Kathryn Aikin, Ph.D. - Transcript

Ensuring communications about prescription drugs are truthful, balanced, and accurate

Dr. Aikin: It’s really a privilege to be able to do research that is so very applied and really affects everybody.

Text Slide:

Kathryn Aikin, Ph.D.

Senior Social Science Analyst and Research Team Lead

Office of Medical Policy

Office of Prescription Drug Promotion

Dr. Aikin: The Office of Prescription Drug Promotion is responsible for ensuring that promotion of prescription drug products is communicated accurately, truthfully, and in a way that is balanced and not misleading.

Ultimately the goal is to improve the public health and to improve the communication of the profile of the particular product that’s being advertised. So our goal is to study aspects that improve that and study aspects that might be interfering with that so that we know what we can do or advise differently to help everybody get the best information that they can so that people can make good decisions about health.

Consumers tend to be reached through media channels that we’re familiar with, through print ads, through television ads, through radio, and brochures certainly, and also online.

How they put the ads together is really up to the company themselves and how they feel that they can best present the risk/benefit profile of the product.

We pay attention to the content, and that is: what’s being said, is it consistent with the labeling, and are the visuals and associated advertising features also an accurate presentation of what’s in the labeling?

One of the purposes and one of the goals of advertising in this type of promotion is to persuade. We have an understanding of how people process information, and the ways in which information can be shifted so as to emphasize one part versus another.

We know from our research if you present competing types of information, and that is you’re listening to one type of information, but on the screen and text there’s a completely different type of information, you have a hard time processing both.

The regulations state that the risk information has to be presented in at least the audio portion of the ad or the audio and visual, but the minimum requirement is the audio. So you have to be able to hear it. Print advertisements have to include a brief summary of all of the risks.

Advertising and promotion is really good at raising awareness.

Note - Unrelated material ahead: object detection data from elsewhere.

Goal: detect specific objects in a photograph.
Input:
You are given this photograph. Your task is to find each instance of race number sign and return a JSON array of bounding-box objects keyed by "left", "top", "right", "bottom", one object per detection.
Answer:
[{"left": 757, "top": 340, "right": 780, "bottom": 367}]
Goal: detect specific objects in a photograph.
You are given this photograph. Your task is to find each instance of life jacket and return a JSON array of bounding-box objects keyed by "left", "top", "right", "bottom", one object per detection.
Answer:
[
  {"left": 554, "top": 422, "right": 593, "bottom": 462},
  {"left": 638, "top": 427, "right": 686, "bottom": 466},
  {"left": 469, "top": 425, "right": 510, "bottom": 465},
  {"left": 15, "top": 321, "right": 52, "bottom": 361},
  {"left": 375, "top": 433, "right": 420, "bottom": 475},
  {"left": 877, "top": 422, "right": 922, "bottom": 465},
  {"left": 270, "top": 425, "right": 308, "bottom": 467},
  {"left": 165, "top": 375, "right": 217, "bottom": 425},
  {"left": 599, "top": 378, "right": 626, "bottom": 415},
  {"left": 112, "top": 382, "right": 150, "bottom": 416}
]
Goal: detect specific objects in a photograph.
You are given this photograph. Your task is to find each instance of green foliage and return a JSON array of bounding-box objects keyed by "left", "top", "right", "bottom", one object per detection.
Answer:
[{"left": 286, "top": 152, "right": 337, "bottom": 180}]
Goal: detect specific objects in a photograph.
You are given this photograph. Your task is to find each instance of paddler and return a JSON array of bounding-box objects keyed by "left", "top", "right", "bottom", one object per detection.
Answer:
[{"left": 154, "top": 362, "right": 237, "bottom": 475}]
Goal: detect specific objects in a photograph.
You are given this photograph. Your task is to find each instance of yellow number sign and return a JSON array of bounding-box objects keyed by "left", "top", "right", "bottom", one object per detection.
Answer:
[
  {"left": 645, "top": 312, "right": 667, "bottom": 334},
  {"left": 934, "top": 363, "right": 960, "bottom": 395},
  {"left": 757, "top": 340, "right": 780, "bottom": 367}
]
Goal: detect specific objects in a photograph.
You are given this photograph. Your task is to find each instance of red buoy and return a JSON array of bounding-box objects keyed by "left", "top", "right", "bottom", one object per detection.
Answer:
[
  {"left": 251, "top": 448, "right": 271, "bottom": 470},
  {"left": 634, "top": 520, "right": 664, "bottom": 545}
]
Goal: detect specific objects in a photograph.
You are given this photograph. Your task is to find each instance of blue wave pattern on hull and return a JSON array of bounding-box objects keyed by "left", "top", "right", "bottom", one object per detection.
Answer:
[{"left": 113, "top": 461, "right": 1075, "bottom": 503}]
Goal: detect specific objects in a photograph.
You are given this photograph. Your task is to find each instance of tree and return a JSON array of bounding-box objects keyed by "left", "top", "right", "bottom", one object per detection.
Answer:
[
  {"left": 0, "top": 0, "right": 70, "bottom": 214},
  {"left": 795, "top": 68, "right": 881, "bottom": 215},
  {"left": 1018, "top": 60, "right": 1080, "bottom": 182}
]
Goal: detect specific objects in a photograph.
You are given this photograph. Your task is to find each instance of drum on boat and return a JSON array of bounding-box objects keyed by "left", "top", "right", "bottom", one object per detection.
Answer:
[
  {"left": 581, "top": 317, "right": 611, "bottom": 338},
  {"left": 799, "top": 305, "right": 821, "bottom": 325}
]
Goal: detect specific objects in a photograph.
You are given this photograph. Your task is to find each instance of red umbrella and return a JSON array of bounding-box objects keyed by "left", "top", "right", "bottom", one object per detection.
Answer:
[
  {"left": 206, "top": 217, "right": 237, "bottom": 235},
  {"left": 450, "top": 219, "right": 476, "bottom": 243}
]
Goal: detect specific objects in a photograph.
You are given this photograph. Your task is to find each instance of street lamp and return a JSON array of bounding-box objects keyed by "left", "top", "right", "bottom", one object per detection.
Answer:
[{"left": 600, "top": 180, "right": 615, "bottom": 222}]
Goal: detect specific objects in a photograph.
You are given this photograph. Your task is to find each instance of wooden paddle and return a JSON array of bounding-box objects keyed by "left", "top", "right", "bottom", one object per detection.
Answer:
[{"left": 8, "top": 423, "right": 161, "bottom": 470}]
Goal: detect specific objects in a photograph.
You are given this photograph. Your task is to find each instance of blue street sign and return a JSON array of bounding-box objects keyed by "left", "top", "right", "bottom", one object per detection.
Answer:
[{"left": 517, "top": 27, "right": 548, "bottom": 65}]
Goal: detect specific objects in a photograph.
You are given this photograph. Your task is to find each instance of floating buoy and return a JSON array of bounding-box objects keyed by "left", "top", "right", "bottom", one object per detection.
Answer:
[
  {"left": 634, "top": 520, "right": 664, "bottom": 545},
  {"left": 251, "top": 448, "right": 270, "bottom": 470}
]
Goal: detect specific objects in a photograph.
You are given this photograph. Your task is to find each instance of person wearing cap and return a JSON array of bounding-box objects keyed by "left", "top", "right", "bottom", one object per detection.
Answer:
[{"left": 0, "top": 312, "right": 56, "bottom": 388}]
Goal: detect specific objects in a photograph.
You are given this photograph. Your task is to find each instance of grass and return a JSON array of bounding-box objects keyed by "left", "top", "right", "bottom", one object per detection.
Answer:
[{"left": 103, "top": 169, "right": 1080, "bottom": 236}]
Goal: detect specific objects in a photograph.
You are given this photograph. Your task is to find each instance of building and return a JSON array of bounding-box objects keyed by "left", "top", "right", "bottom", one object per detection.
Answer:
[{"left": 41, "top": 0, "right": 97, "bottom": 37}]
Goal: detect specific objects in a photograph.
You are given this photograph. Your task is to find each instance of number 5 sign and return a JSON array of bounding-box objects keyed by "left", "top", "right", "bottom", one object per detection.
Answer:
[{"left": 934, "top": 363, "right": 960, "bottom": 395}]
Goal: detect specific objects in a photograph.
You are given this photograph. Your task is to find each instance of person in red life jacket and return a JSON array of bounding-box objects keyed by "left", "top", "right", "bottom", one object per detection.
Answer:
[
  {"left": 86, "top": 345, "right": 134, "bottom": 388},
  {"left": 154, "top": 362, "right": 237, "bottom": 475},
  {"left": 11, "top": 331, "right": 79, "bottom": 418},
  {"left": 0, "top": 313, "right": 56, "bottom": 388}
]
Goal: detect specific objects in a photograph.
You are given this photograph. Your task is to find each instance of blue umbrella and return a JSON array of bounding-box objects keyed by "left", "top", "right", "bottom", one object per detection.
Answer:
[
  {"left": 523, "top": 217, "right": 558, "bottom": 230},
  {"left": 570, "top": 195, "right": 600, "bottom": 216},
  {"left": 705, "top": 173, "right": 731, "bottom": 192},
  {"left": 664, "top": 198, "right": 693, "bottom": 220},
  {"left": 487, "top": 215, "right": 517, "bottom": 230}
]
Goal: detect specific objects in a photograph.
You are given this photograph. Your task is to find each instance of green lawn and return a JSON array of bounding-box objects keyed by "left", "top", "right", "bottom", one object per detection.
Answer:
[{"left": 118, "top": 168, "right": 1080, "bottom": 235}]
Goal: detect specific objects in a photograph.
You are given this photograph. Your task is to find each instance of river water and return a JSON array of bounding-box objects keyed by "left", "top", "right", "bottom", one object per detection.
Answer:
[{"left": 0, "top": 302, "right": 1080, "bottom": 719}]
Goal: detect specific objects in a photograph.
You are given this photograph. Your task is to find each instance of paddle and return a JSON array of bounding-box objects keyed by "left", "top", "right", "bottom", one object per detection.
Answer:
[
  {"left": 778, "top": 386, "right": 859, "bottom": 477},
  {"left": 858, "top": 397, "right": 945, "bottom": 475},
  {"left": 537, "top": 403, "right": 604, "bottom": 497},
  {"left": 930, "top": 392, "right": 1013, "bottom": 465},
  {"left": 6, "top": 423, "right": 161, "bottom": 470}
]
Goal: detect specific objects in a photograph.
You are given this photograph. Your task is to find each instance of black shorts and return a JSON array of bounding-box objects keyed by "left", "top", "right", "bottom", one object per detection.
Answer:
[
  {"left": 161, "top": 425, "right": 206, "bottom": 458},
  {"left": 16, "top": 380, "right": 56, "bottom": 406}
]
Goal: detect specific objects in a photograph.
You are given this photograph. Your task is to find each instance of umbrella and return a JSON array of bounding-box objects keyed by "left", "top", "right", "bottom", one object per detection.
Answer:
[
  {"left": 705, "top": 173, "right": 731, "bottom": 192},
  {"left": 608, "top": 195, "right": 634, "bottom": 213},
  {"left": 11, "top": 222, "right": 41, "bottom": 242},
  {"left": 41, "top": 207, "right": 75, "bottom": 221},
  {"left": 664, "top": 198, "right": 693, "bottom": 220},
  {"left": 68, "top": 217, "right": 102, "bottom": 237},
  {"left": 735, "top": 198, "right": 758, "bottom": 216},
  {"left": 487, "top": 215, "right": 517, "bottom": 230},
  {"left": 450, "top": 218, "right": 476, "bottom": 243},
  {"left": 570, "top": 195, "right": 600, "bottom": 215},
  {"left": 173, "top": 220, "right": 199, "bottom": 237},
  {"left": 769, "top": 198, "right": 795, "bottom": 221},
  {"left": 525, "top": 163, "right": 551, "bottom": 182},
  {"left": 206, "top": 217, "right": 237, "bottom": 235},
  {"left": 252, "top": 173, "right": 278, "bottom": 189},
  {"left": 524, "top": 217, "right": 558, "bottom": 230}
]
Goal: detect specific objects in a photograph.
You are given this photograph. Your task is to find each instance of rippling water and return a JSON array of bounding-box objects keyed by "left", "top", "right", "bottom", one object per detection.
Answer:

And so it’s important that this form of promotion be truthful and balanced and non-misleading.

An example would be this product prevents asthma attacks, when in fact it doesn’t treat an asthma attack that’s already in progress. So that might be a case where the ad is leaving a misleading impression about the effectiveness of the product during an emergency situation. And without that additional context someone might try to use their preventative medicine during an emergency. That could be a very serious situation.

As this form of advertising has gotten more and more visible, our work has become much more important, topical, and relevant. And it’s just a privilege. It’s a privilege to be here.